2 cups all-purpose flour
3/4 teaspoon salt
2/3 cup cold butter, cubed
6 -7 tablespoons cold water
2 (16 ounce) cans pitted tart pie cherries (not pie filling)
1 cup sugar
1/3 cup cornstarch
1/2 teaspoon almond extract
1 cup fresh cranberries or 1 cup frozen cranberries
1 tablespoon flour, for dusting the inside of the bottom crust
milk, for brushing on top
sugar, for sprinkling on top

Steps:

  • In a mixing bowl, combine the flour and salt. Cut the butter into the flour until pieces are about the size of a large pea. Add the cold water one tablespoon at a time, tossing the mixture with a fork until the dough is shaggy and holds together, without being soggy. Form the dough into two discs, one slightly larger than the other. Wrap the discs tightly in plastic wrap and refrigerate for 3-4 hours or overnight. (At this point the discs can stay in the fridge for up to three days if you need to do this part ahead.).

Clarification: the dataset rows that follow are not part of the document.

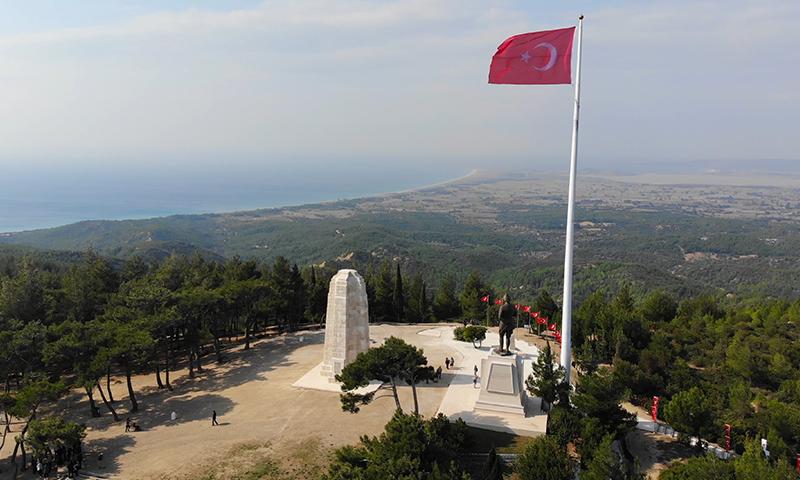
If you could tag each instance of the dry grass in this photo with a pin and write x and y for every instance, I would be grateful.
(307, 459)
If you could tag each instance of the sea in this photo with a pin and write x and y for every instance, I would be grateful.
(43, 197)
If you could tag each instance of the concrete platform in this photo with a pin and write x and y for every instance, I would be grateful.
(315, 380)
(461, 396)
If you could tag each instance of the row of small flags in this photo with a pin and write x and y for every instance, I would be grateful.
(536, 316)
(654, 413)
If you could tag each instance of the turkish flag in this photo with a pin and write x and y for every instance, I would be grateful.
(536, 58)
(654, 409)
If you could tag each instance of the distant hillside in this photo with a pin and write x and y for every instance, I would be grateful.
(685, 241)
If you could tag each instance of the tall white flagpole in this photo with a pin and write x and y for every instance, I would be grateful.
(566, 311)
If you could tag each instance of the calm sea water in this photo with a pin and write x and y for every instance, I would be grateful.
(41, 198)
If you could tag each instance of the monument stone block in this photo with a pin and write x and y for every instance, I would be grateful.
(501, 384)
(346, 322)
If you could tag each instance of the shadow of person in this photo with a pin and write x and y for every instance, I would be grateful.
(187, 409)
(102, 455)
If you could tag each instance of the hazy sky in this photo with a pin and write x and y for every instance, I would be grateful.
(127, 83)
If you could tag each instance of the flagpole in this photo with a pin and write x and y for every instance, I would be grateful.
(566, 312)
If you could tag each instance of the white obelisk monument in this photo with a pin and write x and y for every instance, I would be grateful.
(346, 322)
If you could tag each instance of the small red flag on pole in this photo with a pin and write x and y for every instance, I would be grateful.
(727, 437)
(654, 408)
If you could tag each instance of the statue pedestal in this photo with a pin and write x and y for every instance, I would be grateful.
(501, 384)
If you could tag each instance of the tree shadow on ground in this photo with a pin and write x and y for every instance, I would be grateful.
(241, 366)
(653, 449)
(111, 449)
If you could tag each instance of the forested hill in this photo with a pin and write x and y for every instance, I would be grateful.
(684, 238)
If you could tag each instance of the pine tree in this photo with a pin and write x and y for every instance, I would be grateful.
(418, 309)
(470, 300)
(493, 468)
(424, 306)
(298, 292)
(383, 306)
(605, 463)
(399, 298)
(445, 303)
(546, 378)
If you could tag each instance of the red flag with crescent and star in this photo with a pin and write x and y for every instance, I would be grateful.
(537, 58)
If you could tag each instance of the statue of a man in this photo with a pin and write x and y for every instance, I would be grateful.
(507, 317)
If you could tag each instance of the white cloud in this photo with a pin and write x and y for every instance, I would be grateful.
(319, 78)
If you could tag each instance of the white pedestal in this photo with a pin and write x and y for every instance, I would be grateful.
(501, 384)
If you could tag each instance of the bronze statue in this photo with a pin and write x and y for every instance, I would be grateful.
(507, 317)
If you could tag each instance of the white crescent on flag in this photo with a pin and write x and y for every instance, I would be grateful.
(553, 55)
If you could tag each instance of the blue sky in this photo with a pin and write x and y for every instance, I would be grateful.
(132, 84)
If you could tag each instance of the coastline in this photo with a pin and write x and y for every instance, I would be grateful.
(222, 211)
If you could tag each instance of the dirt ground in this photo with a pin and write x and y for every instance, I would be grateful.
(259, 412)
(655, 451)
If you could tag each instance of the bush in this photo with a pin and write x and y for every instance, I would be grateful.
(471, 333)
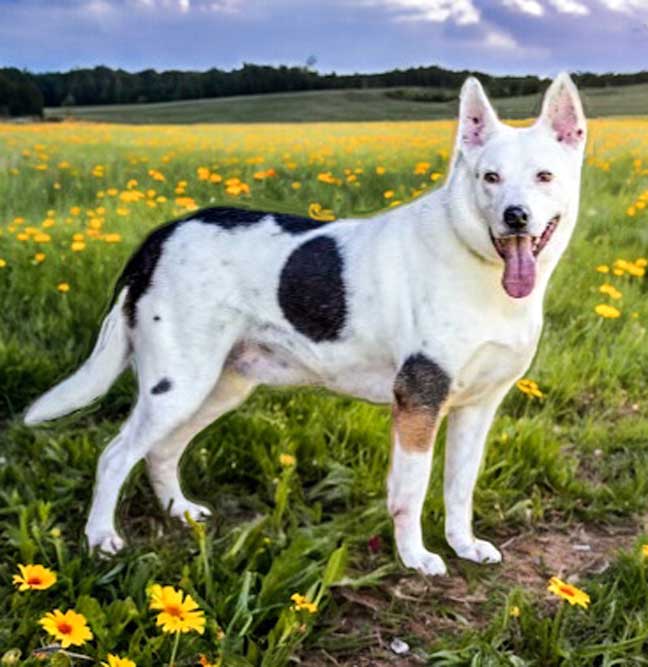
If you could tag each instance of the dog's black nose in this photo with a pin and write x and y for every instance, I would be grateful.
(516, 217)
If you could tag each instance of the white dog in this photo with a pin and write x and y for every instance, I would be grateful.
(434, 307)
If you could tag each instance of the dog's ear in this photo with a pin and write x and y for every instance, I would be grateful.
(478, 121)
(562, 112)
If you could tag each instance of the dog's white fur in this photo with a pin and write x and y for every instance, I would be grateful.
(424, 277)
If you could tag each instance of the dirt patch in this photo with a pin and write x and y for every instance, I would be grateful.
(531, 558)
(418, 610)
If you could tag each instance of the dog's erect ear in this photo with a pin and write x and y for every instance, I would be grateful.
(477, 118)
(562, 112)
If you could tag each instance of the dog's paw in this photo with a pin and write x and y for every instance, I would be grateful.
(425, 562)
(106, 544)
(478, 551)
(196, 512)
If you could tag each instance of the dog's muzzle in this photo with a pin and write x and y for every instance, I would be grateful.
(519, 252)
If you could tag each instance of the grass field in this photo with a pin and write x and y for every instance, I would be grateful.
(340, 105)
(297, 478)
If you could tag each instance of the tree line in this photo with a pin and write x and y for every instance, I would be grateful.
(23, 93)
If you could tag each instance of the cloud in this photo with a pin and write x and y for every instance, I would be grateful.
(626, 6)
(461, 12)
(526, 6)
(500, 40)
(570, 7)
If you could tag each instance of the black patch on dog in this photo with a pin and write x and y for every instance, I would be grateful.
(234, 218)
(421, 383)
(138, 272)
(162, 386)
(311, 289)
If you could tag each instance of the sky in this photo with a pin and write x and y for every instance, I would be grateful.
(496, 36)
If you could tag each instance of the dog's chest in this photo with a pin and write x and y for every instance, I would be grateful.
(493, 363)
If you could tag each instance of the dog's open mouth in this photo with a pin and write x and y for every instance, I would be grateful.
(519, 253)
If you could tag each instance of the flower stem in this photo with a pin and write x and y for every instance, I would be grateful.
(175, 650)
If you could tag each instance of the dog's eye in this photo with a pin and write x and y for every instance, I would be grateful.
(491, 177)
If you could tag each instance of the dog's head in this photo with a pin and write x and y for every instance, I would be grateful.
(524, 181)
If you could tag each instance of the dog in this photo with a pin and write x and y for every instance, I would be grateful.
(434, 307)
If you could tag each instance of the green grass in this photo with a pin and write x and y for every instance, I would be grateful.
(577, 457)
(339, 105)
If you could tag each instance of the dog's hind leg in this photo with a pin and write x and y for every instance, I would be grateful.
(465, 443)
(173, 387)
(164, 458)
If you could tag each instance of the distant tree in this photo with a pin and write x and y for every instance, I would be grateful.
(21, 92)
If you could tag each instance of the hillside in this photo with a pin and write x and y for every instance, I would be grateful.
(340, 105)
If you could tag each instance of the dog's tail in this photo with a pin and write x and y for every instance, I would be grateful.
(108, 359)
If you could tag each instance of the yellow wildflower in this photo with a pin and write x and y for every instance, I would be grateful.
(303, 603)
(34, 577)
(529, 387)
(287, 460)
(176, 614)
(116, 661)
(568, 592)
(610, 290)
(604, 310)
(69, 628)
(316, 212)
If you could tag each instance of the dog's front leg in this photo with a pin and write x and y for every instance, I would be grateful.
(420, 391)
(465, 443)
(406, 487)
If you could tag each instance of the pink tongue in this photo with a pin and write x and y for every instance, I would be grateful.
(519, 270)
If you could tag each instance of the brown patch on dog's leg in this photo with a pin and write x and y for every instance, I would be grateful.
(420, 393)
(416, 429)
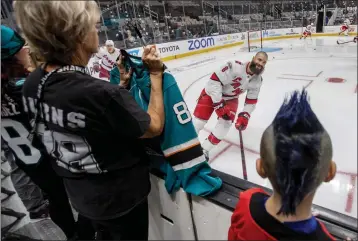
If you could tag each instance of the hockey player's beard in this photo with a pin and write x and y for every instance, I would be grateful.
(254, 69)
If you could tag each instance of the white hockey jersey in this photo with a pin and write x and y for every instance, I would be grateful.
(232, 80)
(108, 59)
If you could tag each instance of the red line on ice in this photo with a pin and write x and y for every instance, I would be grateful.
(302, 75)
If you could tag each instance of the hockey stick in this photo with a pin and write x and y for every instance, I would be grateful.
(345, 42)
(243, 160)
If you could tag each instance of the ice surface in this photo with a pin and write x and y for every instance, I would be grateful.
(300, 63)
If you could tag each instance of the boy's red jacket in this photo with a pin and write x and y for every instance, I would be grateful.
(251, 221)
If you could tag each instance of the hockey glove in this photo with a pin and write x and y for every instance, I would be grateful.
(223, 111)
(96, 66)
(242, 121)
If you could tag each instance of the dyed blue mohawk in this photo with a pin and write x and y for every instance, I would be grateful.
(297, 135)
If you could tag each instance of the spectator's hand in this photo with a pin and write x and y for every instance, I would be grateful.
(151, 58)
(124, 74)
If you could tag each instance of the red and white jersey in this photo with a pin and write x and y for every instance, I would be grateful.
(232, 80)
(308, 29)
(345, 27)
(108, 59)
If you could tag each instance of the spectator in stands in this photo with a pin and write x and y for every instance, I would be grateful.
(93, 128)
(31, 161)
(296, 157)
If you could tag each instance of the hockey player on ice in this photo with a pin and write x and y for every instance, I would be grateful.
(108, 55)
(221, 93)
(345, 27)
(307, 32)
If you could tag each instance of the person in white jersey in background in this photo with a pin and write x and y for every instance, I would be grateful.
(221, 93)
(108, 56)
(345, 27)
(307, 32)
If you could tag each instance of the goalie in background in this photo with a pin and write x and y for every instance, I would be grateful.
(296, 157)
(307, 32)
(345, 27)
(221, 94)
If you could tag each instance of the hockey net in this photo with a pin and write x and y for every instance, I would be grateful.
(252, 41)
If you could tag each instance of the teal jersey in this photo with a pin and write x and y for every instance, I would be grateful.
(179, 140)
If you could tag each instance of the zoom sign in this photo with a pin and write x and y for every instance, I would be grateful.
(168, 49)
(201, 43)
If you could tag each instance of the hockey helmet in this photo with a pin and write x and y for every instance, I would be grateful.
(11, 42)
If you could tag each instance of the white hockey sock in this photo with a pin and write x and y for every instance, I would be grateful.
(199, 124)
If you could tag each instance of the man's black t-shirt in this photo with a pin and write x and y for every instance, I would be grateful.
(92, 129)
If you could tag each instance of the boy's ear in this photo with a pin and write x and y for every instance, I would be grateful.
(260, 169)
(331, 172)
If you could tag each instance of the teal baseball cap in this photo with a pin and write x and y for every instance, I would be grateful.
(11, 42)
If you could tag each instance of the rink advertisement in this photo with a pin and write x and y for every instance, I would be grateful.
(179, 49)
(202, 43)
(168, 49)
(228, 39)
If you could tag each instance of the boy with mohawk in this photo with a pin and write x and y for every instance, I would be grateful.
(296, 157)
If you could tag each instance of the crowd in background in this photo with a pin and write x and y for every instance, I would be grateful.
(164, 21)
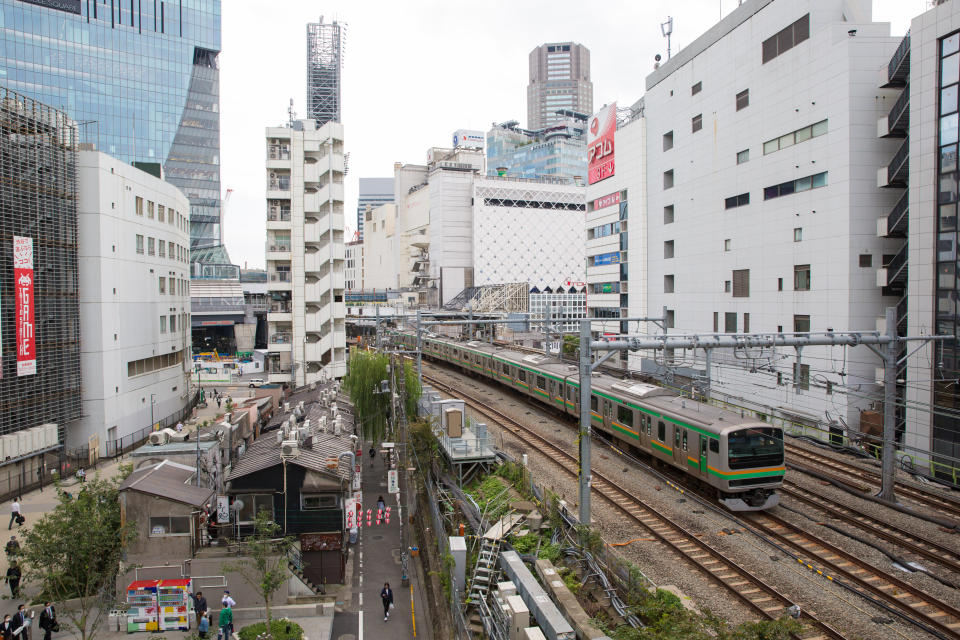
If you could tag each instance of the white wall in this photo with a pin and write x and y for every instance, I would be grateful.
(120, 300)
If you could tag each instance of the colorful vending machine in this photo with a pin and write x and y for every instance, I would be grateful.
(142, 606)
(173, 599)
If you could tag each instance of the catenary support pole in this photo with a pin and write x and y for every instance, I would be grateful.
(583, 470)
(889, 408)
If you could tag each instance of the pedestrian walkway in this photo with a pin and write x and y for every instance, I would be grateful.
(376, 560)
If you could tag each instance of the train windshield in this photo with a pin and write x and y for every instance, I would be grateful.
(760, 447)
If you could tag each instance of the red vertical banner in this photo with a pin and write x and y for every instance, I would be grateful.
(23, 293)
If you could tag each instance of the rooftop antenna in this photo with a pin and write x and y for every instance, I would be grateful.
(666, 28)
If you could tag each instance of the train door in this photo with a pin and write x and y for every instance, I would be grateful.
(703, 455)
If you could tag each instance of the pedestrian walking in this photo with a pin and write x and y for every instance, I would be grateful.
(386, 594)
(226, 622)
(199, 606)
(20, 623)
(15, 515)
(13, 578)
(48, 620)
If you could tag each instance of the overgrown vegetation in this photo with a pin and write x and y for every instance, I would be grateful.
(281, 629)
(73, 552)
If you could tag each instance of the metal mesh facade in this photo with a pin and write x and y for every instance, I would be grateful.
(324, 63)
(38, 199)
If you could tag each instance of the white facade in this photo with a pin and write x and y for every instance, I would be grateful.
(767, 158)
(305, 252)
(134, 239)
(527, 230)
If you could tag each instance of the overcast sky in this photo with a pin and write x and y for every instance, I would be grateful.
(416, 71)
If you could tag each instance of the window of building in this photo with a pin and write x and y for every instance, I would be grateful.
(668, 283)
(743, 99)
(668, 179)
(741, 283)
(668, 215)
(668, 141)
(309, 501)
(795, 137)
(169, 526)
(801, 277)
(786, 39)
(737, 201)
(801, 376)
(730, 322)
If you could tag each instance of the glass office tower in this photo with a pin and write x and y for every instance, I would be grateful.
(140, 77)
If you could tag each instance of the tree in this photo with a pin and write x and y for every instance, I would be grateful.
(74, 552)
(265, 566)
(362, 382)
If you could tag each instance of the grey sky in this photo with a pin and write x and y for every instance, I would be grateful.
(416, 71)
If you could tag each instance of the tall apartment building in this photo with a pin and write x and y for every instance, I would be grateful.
(39, 316)
(99, 62)
(305, 252)
(324, 67)
(559, 79)
(920, 172)
(761, 159)
(373, 192)
(134, 265)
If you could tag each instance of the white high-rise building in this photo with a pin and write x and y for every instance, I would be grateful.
(305, 252)
(762, 200)
(134, 264)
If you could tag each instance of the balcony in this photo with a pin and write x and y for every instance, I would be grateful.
(898, 69)
(895, 174)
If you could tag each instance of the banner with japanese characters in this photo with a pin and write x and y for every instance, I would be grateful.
(23, 296)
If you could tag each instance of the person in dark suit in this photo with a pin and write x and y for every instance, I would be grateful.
(19, 623)
(48, 620)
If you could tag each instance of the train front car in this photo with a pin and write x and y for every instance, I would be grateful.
(752, 467)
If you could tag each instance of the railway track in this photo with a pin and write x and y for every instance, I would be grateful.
(941, 503)
(895, 593)
(751, 590)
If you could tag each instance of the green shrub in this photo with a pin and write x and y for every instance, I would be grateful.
(281, 629)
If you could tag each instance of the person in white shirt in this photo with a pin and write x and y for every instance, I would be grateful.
(15, 513)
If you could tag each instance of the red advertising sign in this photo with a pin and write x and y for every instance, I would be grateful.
(606, 201)
(603, 126)
(23, 294)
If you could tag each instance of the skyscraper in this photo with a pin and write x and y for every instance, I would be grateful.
(324, 62)
(140, 79)
(373, 192)
(559, 79)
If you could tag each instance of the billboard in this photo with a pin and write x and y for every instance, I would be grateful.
(468, 139)
(23, 295)
(603, 127)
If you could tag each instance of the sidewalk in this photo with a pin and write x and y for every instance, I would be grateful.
(376, 560)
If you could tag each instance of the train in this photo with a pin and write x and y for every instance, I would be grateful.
(740, 459)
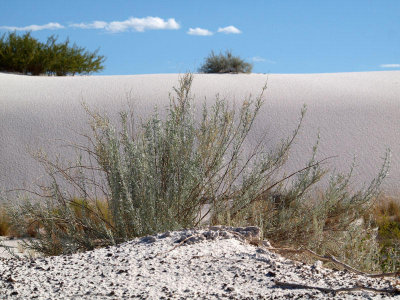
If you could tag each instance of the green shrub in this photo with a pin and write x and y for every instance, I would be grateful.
(160, 174)
(225, 63)
(25, 54)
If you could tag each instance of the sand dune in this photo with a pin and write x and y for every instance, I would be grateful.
(356, 114)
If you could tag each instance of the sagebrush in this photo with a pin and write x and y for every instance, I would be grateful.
(180, 172)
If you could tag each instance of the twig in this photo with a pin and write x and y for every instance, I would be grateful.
(333, 259)
(393, 291)
(173, 248)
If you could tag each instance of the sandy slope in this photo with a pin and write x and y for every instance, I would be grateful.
(213, 263)
(355, 113)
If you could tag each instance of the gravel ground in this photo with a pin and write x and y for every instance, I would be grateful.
(211, 263)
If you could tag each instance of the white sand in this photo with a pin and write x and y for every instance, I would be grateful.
(355, 113)
(214, 264)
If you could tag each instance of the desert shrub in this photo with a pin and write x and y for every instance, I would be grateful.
(159, 174)
(25, 54)
(225, 63)
(5, 222)
(386, 218)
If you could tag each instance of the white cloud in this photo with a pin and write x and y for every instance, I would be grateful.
(229, 30)
(262, 59)
(136, 24)
(258, 59)
(390, 66)
(199, 31)
(93, 25)
(34, 27)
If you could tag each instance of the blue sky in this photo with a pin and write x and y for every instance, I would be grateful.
(280, 36)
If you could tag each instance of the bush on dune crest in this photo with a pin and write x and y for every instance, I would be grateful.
(157, 176)
(225, 63)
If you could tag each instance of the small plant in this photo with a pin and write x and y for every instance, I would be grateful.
(5, 222)
(25, 54)
(225, 63)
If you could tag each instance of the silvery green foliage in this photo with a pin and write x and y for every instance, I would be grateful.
(159, 174)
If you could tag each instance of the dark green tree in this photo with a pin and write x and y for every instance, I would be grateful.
(25, 54)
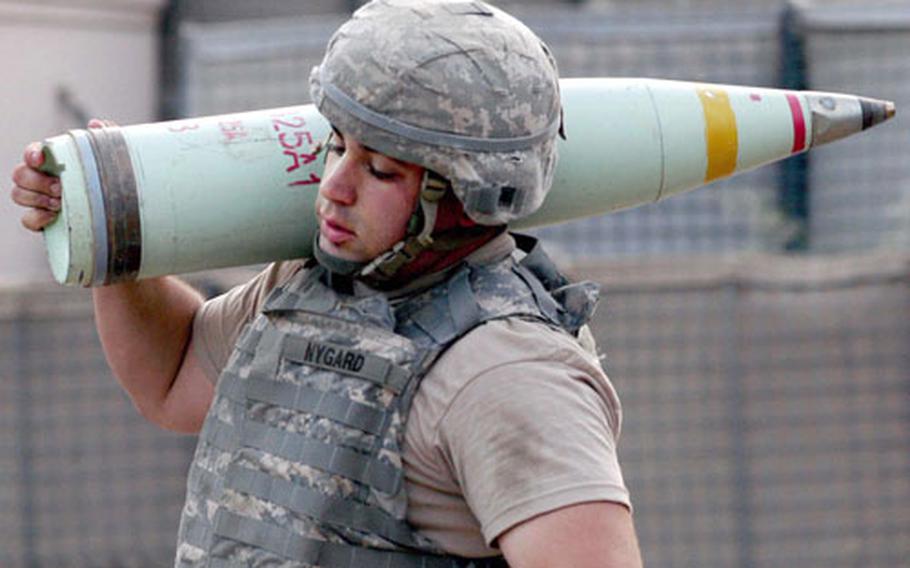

  • Take the larger disc out of the fridge and let it sit at room temperature for 10 minutes. Roll the dough, on a lightly-floured surface, into a 12-inch circle. Fold it into thirds horizontally, then into thirds vertically. Re-wrap in plastic wrap and put it back into the fridge for 30-60 minutes. Repeat this step with the smaller disc.
  • While the dough is chilling, make the pie filling. Drain the cherries, reserving 1 cup of the liquid. In a large saucepan combine 3/4 cup of the sugar, and the cornstarch. Stir in the reserved cherry liquid. Cook and stir over medium heat until it's thickened and bubbly. Cook and stir constantly for one minute after that. Remove from heat, and stir in the remaining sugar, almond extract, cherries, and cranberries. Set aside and allow to cool slightly.
  • Meanwhile, take the larger disc of pastry dough and roll it out on a lightly floured surface until it is about 12 inches in diameter. Transfer to a pie pan and trim the edges 1 inch from the edge of the pan. Place the pan with the dough in the fridge, and roll out the other disc of dough into a 12-inch square. Cut it into strips about 1/2- to 3/4-inch wide. Remove the pie pan from the fridge and sprinkle 1 tablespoon of flour evenly onto the bottom crust. Spoon the cherry filling inches.
  • Preheat the oven to 400°F Arrange the pastry strips into a lattice design over the top of the filling, and "glue" the strips to the bottom crust with a tiny amount of cold water. Trim off the excess, and roll the edges of the bottom crust up over the top, sealing it with just a bit of cold water. Flute the edges. Place the pie in the freezer for about 10 minutes. Then lightly brush the crust with milk, and sprinkle sugar over the top. Cover the edges of the pie with foil.
  • Bake for about 20 minutes at 400 F, then reduce the temperature to 375 F and bake for an additional 25-30 minutes, or until the crust is golden brown and the filling is bubbling. (Note: To keep the edges from burning, cover them with foil about halfway through baking time, or as soon as they have reached a desirable level of golden-ness.).
  • Cool the pie on a wire rack before cutting and serving.